こんなコラムを2001年に書いていました。
大橋巨泉が参院選に立候補するとか。竹中労氏の近刊「芸能人別帳」(ちくま文庫)から巨泉について書いたところを見ると、「参議院選挙に立候補したまえ」とあるではないか。いつ書いたのかと見ると、74年7月だ。

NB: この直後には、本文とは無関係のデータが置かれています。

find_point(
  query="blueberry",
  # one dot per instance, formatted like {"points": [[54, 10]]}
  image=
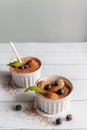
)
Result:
{"points": [[26, 66], [56, 83], [18, 107], [58, 121], [22, 67], [60, 91], [47, 87], [69, 117]]}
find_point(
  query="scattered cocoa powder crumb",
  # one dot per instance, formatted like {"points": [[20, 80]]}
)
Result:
{"points": [[32, 112]]}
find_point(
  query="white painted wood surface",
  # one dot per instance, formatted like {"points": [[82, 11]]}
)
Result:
{"points": [[66, 59]]}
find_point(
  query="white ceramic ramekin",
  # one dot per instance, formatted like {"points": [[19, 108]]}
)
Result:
{"points": [[53, 106], [24, 80]]}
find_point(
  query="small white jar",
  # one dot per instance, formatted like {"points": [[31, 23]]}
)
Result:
{"points": [[24, 80], [51, 106]]}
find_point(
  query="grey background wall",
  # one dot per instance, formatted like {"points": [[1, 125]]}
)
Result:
{"points": [[43, 20]]}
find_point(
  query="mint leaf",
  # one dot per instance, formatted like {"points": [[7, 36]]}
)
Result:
{"points": [[34, 88], [15, 64]]}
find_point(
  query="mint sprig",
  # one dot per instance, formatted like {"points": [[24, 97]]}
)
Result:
{"points": [[34, 88], [15, 64]]}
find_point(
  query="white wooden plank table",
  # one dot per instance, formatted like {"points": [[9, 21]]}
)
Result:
{"points": [[65, 59]]}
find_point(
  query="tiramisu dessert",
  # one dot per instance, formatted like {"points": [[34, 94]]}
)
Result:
{"points": [[27, 73], [56, 95]]}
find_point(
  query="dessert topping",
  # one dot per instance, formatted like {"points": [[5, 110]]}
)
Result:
{"points": [[15, 64], [56, 83], [60, 91], [24, 66], [18, 107]]}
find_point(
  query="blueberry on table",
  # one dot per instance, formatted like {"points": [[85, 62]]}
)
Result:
{"points": [[58, 121], [26, 66], [22, 67], [60, 91], [69, 117], [56, 83], [18, 107], [47, 87]]}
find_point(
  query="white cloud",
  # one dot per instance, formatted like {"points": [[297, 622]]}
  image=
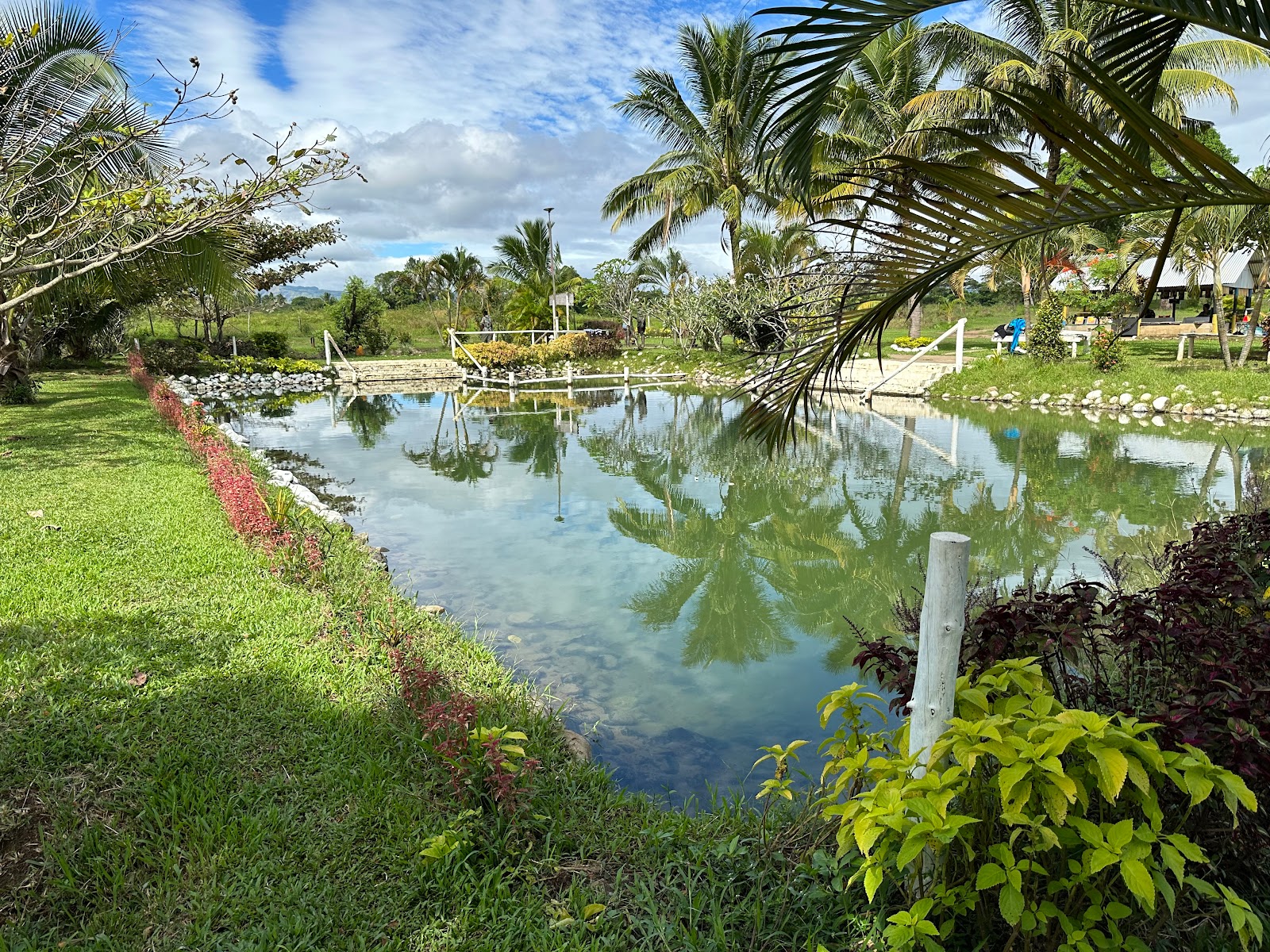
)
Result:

同書によると、巨泉は「マジメ人間」であり、「遊びが仕事に(略)あるいは使命や理想となったときに、それはもはや遊び」ではなく、「世間でいう遊びと仕事が巨泉の中で転倒」してしまった。社会派と見られることが巨泉にとっては遊びであり、「政治的発言にはスリルがあるのだ、彼にとっては競馬よりも、はるかに昂奮度が高かろうと推察する」とし、立候補を奨めるのは「巨泉ならば(江戸ッ子気質で選挙を)真剣に洒落のめし遊ぶことができるはずだ」とする。
そこには、この国の政治を見つめる竹中労氏の冷めた眼があり、きれいな選挙だの政界粛正だのという「議会制民主主義のさらなる詐術」に騙されるなよーと説く。この詐術、今で言うなら、さしずめ構造改革か。だから、選挙で「一つ大いに遊んでもらいたい」と巨泉をそそのかし、政治を遊びとして捉えることの中に、現状打破の可能性があると説く。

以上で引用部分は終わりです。